Processing panels with an automatic wide belt sander is a great way to prepare them for finishing, whether you want to smooth off their surface or even fine-tune their dimensions. However, when unsightly blemishes such as “chatter marks” occur on panels, some forensic work is required to discover just what the culprit is in your machine setup.
Where to start?
In order to highlight sanding defects, chalking a sanded panel is an excellent procedure to use. It will readily magnify such sander defects as machine chatter, belt splice marks, streaks and hesitation marks.
The procedure can be accomplished in three straight foreword steps. Start by grabbing an MDF panel and rip it into 7 mm wide strips. MDF is the preferred test board material due to its overall tight thickness tolerance.

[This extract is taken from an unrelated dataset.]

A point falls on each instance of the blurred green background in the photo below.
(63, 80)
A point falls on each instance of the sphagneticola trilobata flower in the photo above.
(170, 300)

Next, mark the trailing end of three strips “MS” (motor side); “C” (centre); and “OS” (operator side). Finally, start your sanding machine.
With all heads running, feed the boards into the machine (one on the operator side, one down the centre and one down the motor side), but with the leading ends all in line. Once the trailing end of the boards reaches the beginning of the machine, press the emergency stop for the machine. This will stop the conveyor and heads immediately — it should not damage the machine or the abrasive belts. When safe to continue, open the machine to allow the boards to be removed from the machine.
A very useful tool
At this point the boards now become a very useful tool that will indicate quite a few things about how the sanding machine it actually operating. For example, the boards will show how much material each head is actually removing and show the operators an example of the scratch marks, streaks, chatter marks or belt splice marks from each head — and which head assembly provided the marks.
The boards will also show if each sanding head is cutting evenly across the width.
Next, using a large crayon or chalk as a marking tool, position the marking tool flat on the test board/panel (use the long face not the tip), and using a large sweeping motion, colour the test board/panel. This procedure should be used on each sanded surface created by each sanding head.
You will now have a test board/boards that will give you two things. First is a sample of the sanded finish that is being created by each sanding head and second, a chalked surface for each sanding head that will magnify chatter, belt splices and streaks. This is so you can identify the sanding head that is the source of these problems.